Dr Salit Kark -Systematic prioritisation of action for confronting invasive vertebrates in Australia - $818,856

This project will use novel scientific approaches to effectively prioritise action for mitigating the threats invasive vertebrate pests pose to humans and to biodiversity in Australia. Results will inform policy and management, substantially advancing our understanding of the key factors shaping spatial invasion sources, hotspots, drivers and impact.


2011 - ARC Future Fellows funding scheme results

Dr Diana Fisher - The role of life history and food supply in the extinction of carnivorous marsupials - $629,360

This project will test why marsupial predators show exceptionally diverse species lifespan and reproductive traits, reveal how these are affected by prey supply and climate change, and how they are linked to alarming species declines in our north. Understanding causes of vulnerability will help to focus conservation efforts to avert extinctions.



Dr Katrina McGuigan - Understanding phenotypes: contributions from studying mutations in a model organism - $713,248

The distribution of fish across aquatic habitats will be determined jointly by the swimming speed and endurance requirements imposed by features of the environment, such as water flow, and by the swimming capacity of the fish. This project will use zebrafish to characterise how body shape and physiology interact to determine swimming capacity.
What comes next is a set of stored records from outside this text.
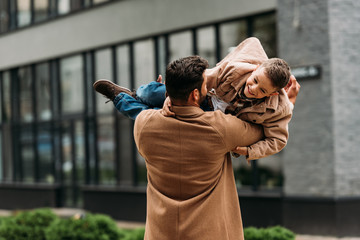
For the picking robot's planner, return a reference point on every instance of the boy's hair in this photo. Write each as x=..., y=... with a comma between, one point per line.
x=278, y=71
x=184, y=75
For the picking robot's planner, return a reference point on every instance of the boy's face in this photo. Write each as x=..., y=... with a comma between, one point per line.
x=258, y=85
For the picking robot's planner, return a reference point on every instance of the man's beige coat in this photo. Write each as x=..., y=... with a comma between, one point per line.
x=191, y=193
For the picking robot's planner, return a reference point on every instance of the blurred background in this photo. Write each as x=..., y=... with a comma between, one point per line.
x=62, y=146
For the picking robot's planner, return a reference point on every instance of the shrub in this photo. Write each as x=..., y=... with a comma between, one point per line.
x=271, y=233
x=90, y=227
x=26, y=225
x=136, y=234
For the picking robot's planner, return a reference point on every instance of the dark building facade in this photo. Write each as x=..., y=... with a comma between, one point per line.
x=62, y=146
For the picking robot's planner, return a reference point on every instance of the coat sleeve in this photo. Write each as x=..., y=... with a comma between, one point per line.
x=237, y=132
x=276, y=135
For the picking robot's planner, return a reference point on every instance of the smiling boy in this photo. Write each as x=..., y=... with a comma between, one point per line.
x=245, y=83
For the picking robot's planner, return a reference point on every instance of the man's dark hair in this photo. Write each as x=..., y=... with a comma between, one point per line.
x=184, y=75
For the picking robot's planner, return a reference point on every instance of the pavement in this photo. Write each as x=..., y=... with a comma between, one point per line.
x=308, y=237
x=68, y=212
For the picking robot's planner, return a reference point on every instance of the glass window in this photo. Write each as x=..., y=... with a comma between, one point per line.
x=103, y=70
x=43, y=91
x=265, y=31
x=180, y=45
x=87, y=3
x=1, y=99
x=63, y=7
x=4, y=16
x=126, y=155
x=25, y=94
x=123, y=66
x=41, y=8
x=13, y=14
x=162, y=56
x=80, y=151
x=27, y=154
x=1, y=158
x=67, y=163
x=206, y=44
x=24, y=12
x=53, y=7
x=144, y=62
x=231, y=34
x=72, y=84
x=106, y=147
x=45, y=149
x=6, y=114
x=76, y=5
x=88, y=61
x=99, y=1
x=7, y=153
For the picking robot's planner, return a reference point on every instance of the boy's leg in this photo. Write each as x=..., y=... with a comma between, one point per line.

2010 - ARC Future Fellows funding scheme results

Dr Sureshkumar Balasubramanian - Genomics of temperature response in plants - $700,927

Climate change is predicted to have negative impacts on Australian agriculture. This project will use genomic tools to uncover biological mechanisms for plant response to temperature that will help design crop varieties that are more tolerant to higher temperatures.

 

A/Prof Christine Beveridge  - Strigolactone, a new plant hormone: its regulation, role and potential for plant improvement - $774,692

This project will investigate a new plant hormone, one of only 10 or so discovered to date in plants. This hormone regulates shoot number, water and nutrient uptake and the ability of shoots to generate roots and develop wood. The Project will produce genetic tools and describe new processes for applications in sustainable plant improvement.



A/Prof Bryan Fry  - Adaptive evolution of coleoid (cuttlefish, octopus, squid) venoms - $791,360

This project represents an opportunity for biodiscovery from the venoms of cuttlefish, octopuses and squids. The independent adaptation for venom active at the subzero Arctic and Antarctic polar waters is of particular evolutionary interest. However, their divergent, bioactive compounds are also a rich drug design resource.



A/Prof Dustin Marshall  - Understanding and predicting invasion in the sea: a mechanistic approach - $695,571

Marine invasive species cost millions of dollars each year. This project aims to determine how and why invasive species out compete native species around much of the coast of Australia. Identifying the conditions that help invasive species outcompete native species will help managers reduce the spread and impact of marine invasive species.



Dr Kerrie Wilson  - Prioritising habitat restoration for biodiversity and ecosystem service outcomes - $669,327

An emerging carbon market will provide funds for habitat restoration over the coming decades, but this will only be realised through careful prioritisation and planning. This research will prioritise investments in habitat restoration in order to cost-effectively achieve biodiversity conservation and ecosystem service protection goals.